Il y avait un chevalier, un très digne homme qui, du premier jour où il monta en selle, aima la chevalerie, la vérité et l’honneur, la liberté et la courtoisie,.. il avait voyagé aussi loin qu’aucun homme vivant tant en pays chrétien qu’en terre païenne, et toujours honoré pour sa parfaite noblesse. Il était à Alexandrie lorsque la ville fut emportée ; bien souvent il avait tenu le haut bout de la table en Prusse avant les hommes de toute autre nation, et nul chrétien de sa condition n’avait si souvent voyagé en Lithuanie et en Russie.

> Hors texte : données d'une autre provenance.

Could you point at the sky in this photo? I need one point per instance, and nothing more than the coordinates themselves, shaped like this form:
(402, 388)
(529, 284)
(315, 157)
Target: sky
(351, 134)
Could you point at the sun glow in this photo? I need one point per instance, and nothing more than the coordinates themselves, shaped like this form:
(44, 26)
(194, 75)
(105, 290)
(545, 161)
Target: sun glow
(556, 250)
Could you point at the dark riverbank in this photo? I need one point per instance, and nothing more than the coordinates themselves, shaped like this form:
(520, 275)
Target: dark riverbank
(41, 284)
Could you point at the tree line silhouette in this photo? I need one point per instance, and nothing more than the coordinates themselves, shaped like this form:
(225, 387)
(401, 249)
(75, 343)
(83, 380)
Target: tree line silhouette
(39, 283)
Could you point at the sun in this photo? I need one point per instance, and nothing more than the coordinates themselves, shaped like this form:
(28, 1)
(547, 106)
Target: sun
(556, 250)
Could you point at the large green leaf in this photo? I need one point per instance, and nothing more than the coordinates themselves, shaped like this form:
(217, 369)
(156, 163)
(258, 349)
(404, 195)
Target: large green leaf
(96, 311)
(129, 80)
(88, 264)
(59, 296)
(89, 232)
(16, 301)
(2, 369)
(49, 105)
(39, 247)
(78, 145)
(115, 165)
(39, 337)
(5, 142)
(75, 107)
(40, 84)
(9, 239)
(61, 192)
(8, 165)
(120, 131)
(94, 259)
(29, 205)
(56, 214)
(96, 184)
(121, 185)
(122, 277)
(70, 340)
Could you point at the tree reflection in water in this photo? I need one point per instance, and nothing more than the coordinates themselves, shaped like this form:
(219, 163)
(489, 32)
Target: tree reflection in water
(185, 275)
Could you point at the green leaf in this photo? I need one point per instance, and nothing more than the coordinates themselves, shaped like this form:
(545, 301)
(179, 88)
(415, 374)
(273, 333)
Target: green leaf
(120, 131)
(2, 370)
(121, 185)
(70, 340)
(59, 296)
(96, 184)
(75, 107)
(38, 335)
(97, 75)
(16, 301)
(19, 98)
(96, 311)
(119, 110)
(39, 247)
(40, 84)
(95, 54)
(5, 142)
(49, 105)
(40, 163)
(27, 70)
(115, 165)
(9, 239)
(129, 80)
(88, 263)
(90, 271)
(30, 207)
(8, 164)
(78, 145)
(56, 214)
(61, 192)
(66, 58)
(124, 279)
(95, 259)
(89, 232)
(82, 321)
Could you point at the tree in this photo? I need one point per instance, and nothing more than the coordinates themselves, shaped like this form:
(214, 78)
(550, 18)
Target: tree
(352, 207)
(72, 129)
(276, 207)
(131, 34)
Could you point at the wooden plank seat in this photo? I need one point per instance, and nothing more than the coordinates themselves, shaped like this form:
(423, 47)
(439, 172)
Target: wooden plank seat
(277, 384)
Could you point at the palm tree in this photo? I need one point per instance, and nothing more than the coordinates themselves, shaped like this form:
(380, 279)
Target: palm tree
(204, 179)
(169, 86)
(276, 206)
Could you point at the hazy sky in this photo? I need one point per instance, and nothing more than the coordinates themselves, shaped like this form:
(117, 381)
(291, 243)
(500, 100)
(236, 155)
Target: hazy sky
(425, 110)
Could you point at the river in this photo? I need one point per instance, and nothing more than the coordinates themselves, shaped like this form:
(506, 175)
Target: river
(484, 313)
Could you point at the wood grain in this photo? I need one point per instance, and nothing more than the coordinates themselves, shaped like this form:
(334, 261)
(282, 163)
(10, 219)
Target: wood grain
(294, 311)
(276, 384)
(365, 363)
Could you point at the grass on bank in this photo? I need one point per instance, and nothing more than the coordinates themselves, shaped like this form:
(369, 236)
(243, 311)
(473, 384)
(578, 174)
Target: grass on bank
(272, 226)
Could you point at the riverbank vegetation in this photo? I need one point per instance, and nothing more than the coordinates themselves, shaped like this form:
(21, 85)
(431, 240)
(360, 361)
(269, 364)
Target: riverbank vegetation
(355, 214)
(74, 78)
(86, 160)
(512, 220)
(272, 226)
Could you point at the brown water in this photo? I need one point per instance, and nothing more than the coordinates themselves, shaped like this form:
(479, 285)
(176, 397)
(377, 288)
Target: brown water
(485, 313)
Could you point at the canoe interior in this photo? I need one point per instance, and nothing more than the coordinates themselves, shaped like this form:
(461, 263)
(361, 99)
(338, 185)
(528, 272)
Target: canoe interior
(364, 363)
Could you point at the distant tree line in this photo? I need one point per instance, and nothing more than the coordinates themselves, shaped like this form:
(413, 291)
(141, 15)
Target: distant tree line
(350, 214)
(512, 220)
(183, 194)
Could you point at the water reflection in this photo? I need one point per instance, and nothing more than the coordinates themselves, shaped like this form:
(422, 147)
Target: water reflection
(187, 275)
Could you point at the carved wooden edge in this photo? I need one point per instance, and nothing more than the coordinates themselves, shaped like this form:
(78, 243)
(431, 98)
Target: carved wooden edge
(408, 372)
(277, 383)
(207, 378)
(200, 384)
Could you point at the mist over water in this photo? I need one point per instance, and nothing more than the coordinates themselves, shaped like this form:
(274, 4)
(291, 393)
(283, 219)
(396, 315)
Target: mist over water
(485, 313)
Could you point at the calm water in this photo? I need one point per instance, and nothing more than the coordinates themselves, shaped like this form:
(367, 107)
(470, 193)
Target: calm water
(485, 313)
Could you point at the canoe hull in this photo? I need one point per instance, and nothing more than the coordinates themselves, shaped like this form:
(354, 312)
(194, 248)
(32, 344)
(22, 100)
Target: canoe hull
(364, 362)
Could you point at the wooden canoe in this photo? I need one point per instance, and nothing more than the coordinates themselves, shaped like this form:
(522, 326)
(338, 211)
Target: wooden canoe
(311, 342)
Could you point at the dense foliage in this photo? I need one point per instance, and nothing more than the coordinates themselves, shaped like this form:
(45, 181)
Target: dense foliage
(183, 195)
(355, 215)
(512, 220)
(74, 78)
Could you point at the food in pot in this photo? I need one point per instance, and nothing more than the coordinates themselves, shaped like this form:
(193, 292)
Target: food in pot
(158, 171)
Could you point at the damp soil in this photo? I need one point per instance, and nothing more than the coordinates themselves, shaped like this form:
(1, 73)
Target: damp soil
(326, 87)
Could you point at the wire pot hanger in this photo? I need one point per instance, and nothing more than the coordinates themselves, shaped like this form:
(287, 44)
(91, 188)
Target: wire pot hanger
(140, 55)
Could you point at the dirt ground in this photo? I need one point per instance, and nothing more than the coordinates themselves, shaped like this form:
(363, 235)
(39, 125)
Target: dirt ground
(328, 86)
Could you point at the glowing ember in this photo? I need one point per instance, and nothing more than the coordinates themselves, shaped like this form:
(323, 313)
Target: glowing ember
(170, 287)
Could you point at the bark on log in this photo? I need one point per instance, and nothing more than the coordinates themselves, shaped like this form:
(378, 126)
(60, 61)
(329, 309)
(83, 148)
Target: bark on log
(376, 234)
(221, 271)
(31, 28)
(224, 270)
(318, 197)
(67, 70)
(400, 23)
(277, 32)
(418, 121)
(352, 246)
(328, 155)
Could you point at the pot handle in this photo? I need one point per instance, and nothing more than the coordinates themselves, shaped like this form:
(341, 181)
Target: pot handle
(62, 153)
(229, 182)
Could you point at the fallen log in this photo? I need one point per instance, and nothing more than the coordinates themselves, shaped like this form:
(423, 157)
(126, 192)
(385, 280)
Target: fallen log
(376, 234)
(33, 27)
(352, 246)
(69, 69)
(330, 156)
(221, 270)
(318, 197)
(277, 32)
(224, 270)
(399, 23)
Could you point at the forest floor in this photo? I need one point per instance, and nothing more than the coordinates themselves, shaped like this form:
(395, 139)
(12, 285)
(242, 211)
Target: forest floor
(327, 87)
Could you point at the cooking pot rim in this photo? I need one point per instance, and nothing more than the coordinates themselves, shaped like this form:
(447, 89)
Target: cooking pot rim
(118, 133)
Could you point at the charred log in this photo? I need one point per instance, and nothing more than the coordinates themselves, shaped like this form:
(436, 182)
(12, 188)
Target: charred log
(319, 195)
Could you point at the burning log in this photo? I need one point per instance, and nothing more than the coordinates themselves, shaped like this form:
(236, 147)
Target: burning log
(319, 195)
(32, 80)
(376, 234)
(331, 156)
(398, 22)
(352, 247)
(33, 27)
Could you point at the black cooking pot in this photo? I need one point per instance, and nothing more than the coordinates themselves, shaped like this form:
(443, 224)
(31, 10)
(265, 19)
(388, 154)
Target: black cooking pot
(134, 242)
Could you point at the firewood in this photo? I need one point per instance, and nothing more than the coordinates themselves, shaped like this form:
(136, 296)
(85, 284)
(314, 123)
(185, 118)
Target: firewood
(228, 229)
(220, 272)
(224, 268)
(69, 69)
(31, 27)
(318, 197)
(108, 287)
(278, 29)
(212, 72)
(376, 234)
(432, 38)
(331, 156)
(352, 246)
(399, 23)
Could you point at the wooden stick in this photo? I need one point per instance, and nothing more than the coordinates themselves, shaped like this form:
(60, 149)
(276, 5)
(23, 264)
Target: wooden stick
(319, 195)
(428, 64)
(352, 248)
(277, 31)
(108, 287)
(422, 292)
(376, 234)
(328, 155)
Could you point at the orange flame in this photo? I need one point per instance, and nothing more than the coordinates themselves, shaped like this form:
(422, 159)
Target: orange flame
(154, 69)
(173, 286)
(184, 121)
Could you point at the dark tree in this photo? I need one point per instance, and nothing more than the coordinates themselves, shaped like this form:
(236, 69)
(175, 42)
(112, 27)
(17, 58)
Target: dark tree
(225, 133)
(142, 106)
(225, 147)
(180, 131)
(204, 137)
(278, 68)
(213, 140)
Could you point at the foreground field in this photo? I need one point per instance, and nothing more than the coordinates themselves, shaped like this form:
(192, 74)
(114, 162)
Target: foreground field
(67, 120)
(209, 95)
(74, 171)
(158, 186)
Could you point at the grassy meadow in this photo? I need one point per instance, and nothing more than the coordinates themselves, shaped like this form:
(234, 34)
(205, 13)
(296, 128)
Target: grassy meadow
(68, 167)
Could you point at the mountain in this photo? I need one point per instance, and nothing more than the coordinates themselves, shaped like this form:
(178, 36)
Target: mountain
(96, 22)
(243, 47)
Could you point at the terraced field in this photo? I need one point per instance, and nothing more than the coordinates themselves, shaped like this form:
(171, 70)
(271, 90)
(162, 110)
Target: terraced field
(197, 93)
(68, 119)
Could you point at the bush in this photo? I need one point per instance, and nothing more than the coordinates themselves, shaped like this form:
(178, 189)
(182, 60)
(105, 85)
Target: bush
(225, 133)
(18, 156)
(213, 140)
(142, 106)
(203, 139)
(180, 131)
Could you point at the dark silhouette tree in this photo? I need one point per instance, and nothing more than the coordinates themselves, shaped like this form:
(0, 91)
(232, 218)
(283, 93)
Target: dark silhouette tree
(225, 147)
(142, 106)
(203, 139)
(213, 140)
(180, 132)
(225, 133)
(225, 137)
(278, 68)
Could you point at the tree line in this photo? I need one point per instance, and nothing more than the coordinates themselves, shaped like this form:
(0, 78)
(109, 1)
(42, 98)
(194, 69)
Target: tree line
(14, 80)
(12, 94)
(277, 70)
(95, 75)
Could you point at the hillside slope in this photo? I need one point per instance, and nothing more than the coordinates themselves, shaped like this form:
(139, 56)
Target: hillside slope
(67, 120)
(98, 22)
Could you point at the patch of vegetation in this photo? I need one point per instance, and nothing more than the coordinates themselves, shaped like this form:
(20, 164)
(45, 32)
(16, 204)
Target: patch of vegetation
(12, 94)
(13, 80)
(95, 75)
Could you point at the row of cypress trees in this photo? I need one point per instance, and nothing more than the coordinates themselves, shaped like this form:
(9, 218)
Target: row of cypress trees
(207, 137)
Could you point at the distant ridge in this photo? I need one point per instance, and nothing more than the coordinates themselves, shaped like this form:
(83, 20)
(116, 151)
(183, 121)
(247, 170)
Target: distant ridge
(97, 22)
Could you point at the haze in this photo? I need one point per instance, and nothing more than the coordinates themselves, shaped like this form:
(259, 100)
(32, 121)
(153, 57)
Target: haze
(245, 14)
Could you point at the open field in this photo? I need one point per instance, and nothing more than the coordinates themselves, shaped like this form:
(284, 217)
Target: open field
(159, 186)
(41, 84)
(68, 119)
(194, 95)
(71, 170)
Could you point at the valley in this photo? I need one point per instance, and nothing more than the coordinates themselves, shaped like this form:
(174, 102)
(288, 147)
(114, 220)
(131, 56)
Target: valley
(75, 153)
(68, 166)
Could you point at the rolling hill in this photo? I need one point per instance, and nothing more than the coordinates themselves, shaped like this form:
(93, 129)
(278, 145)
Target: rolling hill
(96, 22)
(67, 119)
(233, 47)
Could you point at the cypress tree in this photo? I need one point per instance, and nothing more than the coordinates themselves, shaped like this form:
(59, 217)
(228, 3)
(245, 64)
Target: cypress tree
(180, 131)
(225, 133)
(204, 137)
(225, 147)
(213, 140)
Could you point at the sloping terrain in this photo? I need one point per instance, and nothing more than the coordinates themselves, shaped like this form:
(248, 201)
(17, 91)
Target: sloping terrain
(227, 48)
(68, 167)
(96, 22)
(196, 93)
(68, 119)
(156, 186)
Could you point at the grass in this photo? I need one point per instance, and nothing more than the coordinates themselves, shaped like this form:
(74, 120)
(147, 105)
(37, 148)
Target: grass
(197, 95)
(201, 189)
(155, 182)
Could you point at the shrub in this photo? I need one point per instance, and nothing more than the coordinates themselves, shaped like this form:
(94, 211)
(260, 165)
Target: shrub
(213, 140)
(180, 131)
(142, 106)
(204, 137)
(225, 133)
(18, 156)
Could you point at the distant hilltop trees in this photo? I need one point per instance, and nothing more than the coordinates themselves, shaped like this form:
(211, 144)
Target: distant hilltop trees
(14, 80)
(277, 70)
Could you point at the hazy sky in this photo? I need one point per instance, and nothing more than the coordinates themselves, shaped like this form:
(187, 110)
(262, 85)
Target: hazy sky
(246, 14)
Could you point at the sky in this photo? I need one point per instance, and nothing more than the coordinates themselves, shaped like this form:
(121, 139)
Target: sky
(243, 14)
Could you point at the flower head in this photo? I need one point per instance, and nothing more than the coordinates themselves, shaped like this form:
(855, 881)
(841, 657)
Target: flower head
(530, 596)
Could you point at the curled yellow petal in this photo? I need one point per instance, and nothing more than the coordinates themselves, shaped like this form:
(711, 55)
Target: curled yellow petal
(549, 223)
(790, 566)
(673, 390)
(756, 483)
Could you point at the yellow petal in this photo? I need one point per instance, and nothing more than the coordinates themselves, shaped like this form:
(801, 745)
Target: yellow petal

Dans le royaume de Grenade, il avait assisté au siège d’Algésiras,.. il était à Layaz et à Satalie, lorsque ces villes furent emportées, et dans les mers de Grèce il avait fait partie de plus d’une noble armée. Il avait pris part à quinze batailles meurtrières. Il avait combattu pour notre foi à Tramissene dans trois passes d’armes, et il avait toujours tué son adversaire. Ce digne chevalier avait aussi vécu quelque temps auprès du seigneur de Palatie, encore un autre païen de Turquie, et toujours tenu en souveraine estime. En même temps qu’il était vaillant il était sage, et dans sa façon d’être aussi doux qu’une fille ; jamais dans sa vie il ne dit chose vilaine et malséante à son rang. C’était enfin un parfait gentil chevalier,.. il était récemment revenu de ses voyages, et il s’était mis en route pour accomplir son pèlerinage.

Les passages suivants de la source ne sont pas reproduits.